Matar puso al límite el motor Yamaha 200 de su pequeña barca. Volaban sobre el río y los pescadores, desde sus frágiles piraguas, saludaban con la mano a aquel de los suyos que navegaba más rápido que ellos con una dama blanca al encuentro de los dos azules. El continente se había quedado atrás y el oleaje era cada vez más intenso. Entre el valle de una ola y la cresta de la siguiente les esperaban tres metros de caída y de remonte. Una y otra vez y la espuma que caía sobre la lancha la iba llenando de una evidente inquietud. Empezaba a marearse, pero Matar continuaba navegando hacía el fondo de un mar infinito.

Incapaz de abandonar su propia melancolía de pronto Cruz del Sur tuvo miedo y náusea. Se agarró a la borda y sobre el mar azul brotó de su boca avergonzada el café au lait y los cruasanes de la mañana. Avergonzada miró a Matar como diciéndole: sólo soy una pobre mujer mareada y despistada. He subido a tu lancha como una loba de mar y sólo era una oveja de secano. Sácame de aquí, por favor. En el fondo del océano se pudrían centenares de miles de esclavos que naufragaron atados a las bodegas de los buques negreros. Tal vez ahora había llegado el momento de hacer las paces. Matar la miró entre dos olas. Le alargó un pañuelo y viró en redondo.
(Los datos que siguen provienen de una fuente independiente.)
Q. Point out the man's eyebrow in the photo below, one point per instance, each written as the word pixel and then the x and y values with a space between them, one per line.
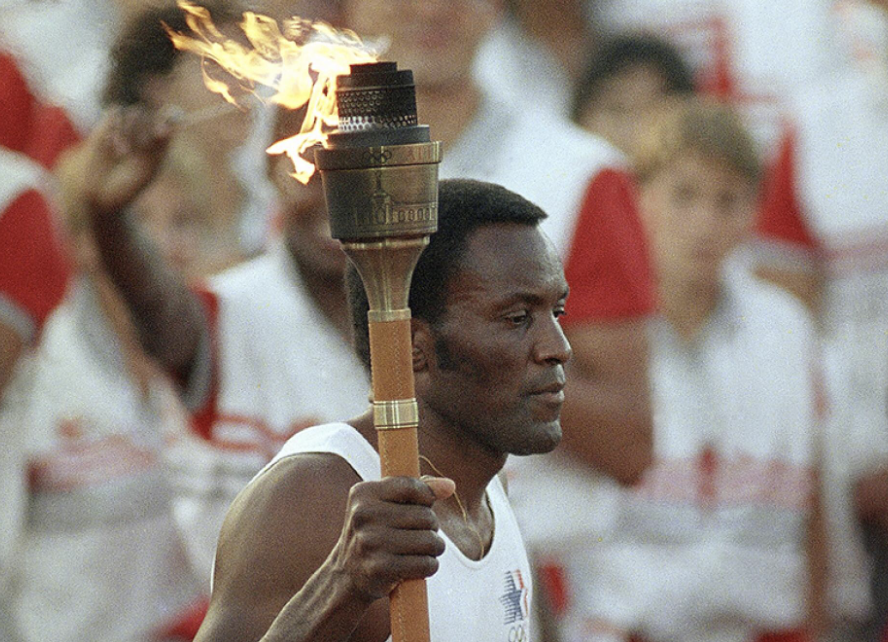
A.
pixel 523 296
Y el piloto se convirtió a ojos de Cruz del Sur en almirante. Se acercó a él y a sus brazos robustos mientras destejía el camino de regreso. Se sintió protegida y respetada, incluso admirada cuando los pescadores de las piraguas tradicionales volvieron a vitorear al único de ellos que se había hecho con una barca de blancos. Al llegar a puerto llamó a su padre y compró al luxemburgués el hotel, las lanchas y el exclusivo club de blancos. Nombró director general a Matar y decidió abandonarlo todo menos a él. Desde entonces el mar de Saint Louis es llano como una pradera y Cruz del Sur, cuando tiene dudas, recuerda que Matar no es otra cosa que el elegido y que no tiene nada que ver con la muerte sino más bien con la vida.»